Negotiating Limitations of Liability in Technology Transactions
By Rob Scott
Scott & Scott
I am a lawyer in a boutique law firm that specializes in technology law matters. I support some of the world’s largest legal departments on IT procurement projects. The one inescapable trend I have seen in technology transactions is the prominence of risk balancing provisions in contracts. One of the most notable risk-balancing provisions is the limitations of liability. Historically, IT services and software were offered “as-is” or on a “best-efforts” basis with sweeping limitations of liability in favor of the vendor. For software purchased for on-premises deployment, such limitations of liability were generally accepted by customers. Today, the risk profile of most technology transactions has changed due to increased legal regulation of customer data. In response to this increased risk profile, the market adapted by tying limitations of liability to the revenue paid by the customer under the contract for either a trailing six or twelve months prior to an incident. Sophisticated customers objected to revenue-based limitations of liability because the potential claims scenarios involving data privacy and business continuity substantially outweighed the revenue paid.
As customers demanded greater risk balancing, sophisticated service providers secured professional liability insurance also known as cyber-liability coverage that protected each of the provider’s customers for a single annual premium tied to revenue.

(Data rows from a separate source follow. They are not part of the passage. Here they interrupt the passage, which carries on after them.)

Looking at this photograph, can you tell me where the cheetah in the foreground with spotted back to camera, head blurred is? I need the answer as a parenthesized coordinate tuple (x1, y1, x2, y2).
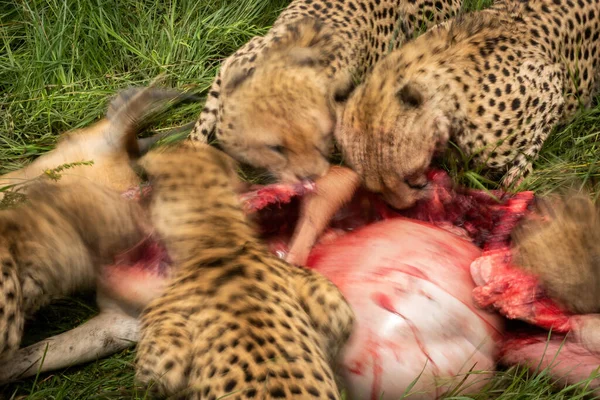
(136, 141, 354, 399)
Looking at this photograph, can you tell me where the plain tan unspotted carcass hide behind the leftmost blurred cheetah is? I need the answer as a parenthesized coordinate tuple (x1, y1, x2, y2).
(0, 87, 191, 200)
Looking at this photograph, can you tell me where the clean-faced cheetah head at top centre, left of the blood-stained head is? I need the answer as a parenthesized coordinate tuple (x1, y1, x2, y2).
(216, 17, 352, 183)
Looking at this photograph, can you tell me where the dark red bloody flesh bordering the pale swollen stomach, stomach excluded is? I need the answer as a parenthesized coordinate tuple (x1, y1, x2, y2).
(241, 171, 600, 394)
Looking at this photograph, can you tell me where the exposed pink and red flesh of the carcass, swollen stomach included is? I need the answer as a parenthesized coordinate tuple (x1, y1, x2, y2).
(107, 166, 600, 398)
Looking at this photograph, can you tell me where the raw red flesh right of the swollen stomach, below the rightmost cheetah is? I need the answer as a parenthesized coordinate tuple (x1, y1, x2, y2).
(471, 233, 600, 395)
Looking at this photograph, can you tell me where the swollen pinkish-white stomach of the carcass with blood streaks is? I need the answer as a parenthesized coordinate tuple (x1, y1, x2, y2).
(309, 218, 503, 399)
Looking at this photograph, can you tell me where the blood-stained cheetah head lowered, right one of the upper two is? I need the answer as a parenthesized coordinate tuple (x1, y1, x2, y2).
(336, 59, 450, 209)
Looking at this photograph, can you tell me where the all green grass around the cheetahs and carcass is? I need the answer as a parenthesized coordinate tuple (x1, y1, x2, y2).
(0, 0, 600, 399)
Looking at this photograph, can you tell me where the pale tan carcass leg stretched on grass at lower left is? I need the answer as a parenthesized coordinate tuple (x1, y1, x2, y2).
(0, 311, 139, 384)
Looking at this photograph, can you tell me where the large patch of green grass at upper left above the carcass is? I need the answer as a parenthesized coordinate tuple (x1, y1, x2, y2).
(0, 0, 287, 173)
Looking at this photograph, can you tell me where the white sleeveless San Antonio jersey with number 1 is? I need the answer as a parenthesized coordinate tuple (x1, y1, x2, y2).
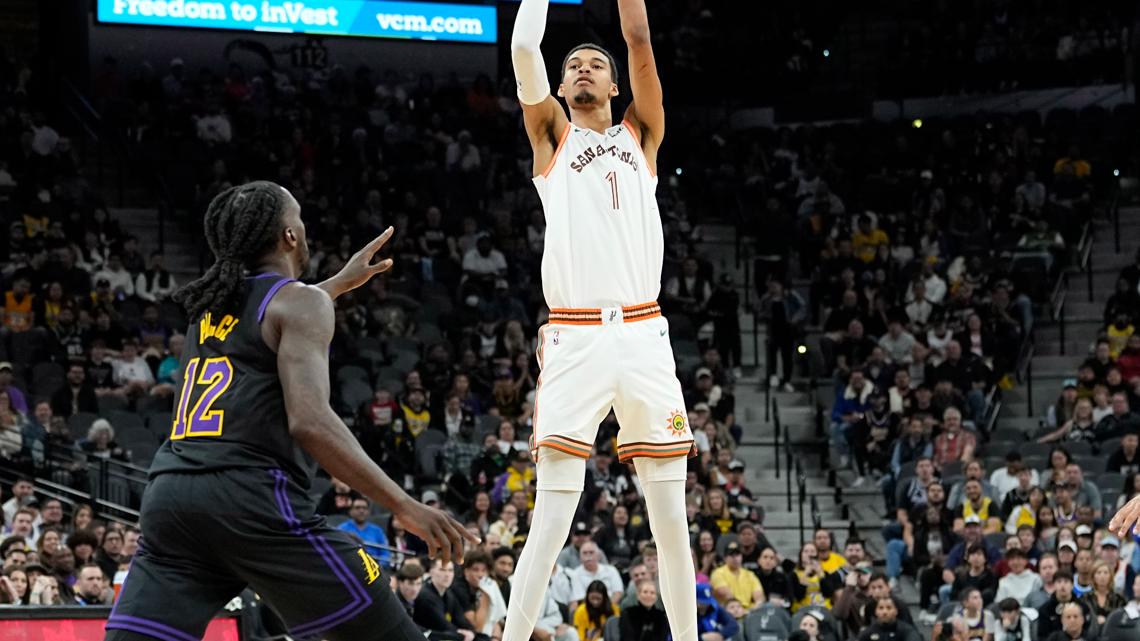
(535, 121, 665, 309)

For SMB and mid-market deals most of my clients require vendors to carry adequate professional liability insurance to cover likely claims scenarios including data breach incident response, class action response, and regulatory response. Contractual risk balancing is achieved by limiting liability to the proceeds of insurance or a combination of the proceeds of insurance and some multiple of revenue for uncovered claims. For these reasons, limitations of liability provisions need to be reviewed in tandem with the indemnity provisions and the insurance provisions.

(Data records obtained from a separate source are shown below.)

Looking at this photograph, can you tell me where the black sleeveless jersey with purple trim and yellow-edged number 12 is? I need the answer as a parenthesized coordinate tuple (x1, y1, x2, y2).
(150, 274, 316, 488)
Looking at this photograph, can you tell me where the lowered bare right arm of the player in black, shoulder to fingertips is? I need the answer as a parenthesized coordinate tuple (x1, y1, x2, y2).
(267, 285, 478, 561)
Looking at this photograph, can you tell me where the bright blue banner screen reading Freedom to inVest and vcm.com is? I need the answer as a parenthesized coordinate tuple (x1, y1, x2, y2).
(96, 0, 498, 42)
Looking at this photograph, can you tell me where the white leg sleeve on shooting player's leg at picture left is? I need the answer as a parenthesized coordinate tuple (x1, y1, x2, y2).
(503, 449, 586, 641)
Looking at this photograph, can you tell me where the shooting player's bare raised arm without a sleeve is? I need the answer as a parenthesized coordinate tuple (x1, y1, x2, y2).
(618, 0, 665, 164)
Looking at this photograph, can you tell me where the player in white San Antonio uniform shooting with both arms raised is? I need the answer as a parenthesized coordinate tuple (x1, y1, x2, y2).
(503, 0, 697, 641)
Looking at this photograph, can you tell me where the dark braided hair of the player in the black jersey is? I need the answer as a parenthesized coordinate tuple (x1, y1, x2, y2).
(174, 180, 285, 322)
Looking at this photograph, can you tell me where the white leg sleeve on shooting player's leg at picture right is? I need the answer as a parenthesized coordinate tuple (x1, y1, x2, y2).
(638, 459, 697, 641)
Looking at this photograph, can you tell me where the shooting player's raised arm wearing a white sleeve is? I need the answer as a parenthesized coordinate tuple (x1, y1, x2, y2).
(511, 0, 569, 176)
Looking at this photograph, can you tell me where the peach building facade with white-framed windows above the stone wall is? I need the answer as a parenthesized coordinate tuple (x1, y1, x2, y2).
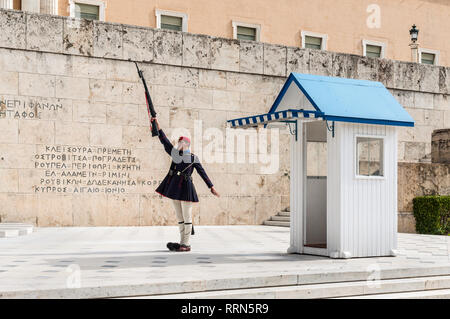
(0, 0, 450, 66)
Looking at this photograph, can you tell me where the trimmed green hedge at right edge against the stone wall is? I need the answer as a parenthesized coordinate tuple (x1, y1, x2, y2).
(413, 196, 450, 235)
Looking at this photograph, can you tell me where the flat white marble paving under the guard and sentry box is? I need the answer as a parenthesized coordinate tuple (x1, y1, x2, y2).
(0, 226, 450, 294)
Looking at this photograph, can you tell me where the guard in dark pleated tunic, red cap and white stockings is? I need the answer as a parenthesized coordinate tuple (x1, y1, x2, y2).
(151, 117, 220, 251)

The cleanest way to accomplish risk balancing using professional liability insurance is to clearly define the insurance coverage, draft the indemnity provisions to be as broad as the coverage grant, i.e. all claims arising from the services, and craft the limitation of liability so it does not limit the client’s access to the insurance. Insurance provisions should clearly require the provider during the term and for period of one year after expiration, to carry professional liability including cyber liability coverage for data loss remediation, data breach incident response, crisis management, and regulatory response with an aggregate limit no less than the probable claim scenario amount. Even with good insurance language, narrowly crafted indemnity or limitations of liability provisions can be invoked by carriers to limit the availability of insurance proceeds in the event of a claim. I like to mirror the coverage grant language from the cyber liability policy directly into the indemnity provision so it is clear that the provider’s indemnity obligation is identical to the risk that has been transferred. Finally, the limitation of liability has to be crafted so that is tied to the proceeds of insurance or contains a carve-out from broader limitations for covered claims.

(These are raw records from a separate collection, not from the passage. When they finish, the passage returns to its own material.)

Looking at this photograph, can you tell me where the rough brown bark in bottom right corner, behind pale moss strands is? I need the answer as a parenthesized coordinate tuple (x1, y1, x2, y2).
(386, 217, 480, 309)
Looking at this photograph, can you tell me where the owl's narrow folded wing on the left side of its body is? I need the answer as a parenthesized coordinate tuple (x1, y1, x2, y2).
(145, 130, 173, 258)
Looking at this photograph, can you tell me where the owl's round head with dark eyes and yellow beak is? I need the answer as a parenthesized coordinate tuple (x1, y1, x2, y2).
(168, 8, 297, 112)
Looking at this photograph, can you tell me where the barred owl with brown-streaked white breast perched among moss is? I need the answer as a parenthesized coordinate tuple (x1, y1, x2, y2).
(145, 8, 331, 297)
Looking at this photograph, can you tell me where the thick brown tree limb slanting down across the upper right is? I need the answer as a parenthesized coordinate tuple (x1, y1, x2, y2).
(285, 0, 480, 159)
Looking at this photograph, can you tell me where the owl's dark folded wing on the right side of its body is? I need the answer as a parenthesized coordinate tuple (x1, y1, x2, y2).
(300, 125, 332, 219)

Limitations of liability tied to professional liability solves a portion of the risk balancing problem, but it does not solve the risk balancing problem for uncovered claims or for large vendors that do not carry professional liability coverage. When dealing with large vendors, third-party insurance is less common. Providers like Microsoft for example, do not agree to carry third-party insurance. In many instances, I have advised my clients to secure first party cyber-liability coverage to cover the increased risk associated with a transaction. Negotiating limitations of liability with these vendors is even more critical and therefore potentially contentious.
As hosting and cloud based services have emerged, risk balancing has become a central negotiating point in almost all technology transactions. The market is moving toward riskier delivery models. Taking advantage of emerging technology without bearing undue risk will be one of the factors that determines who wins and who loses.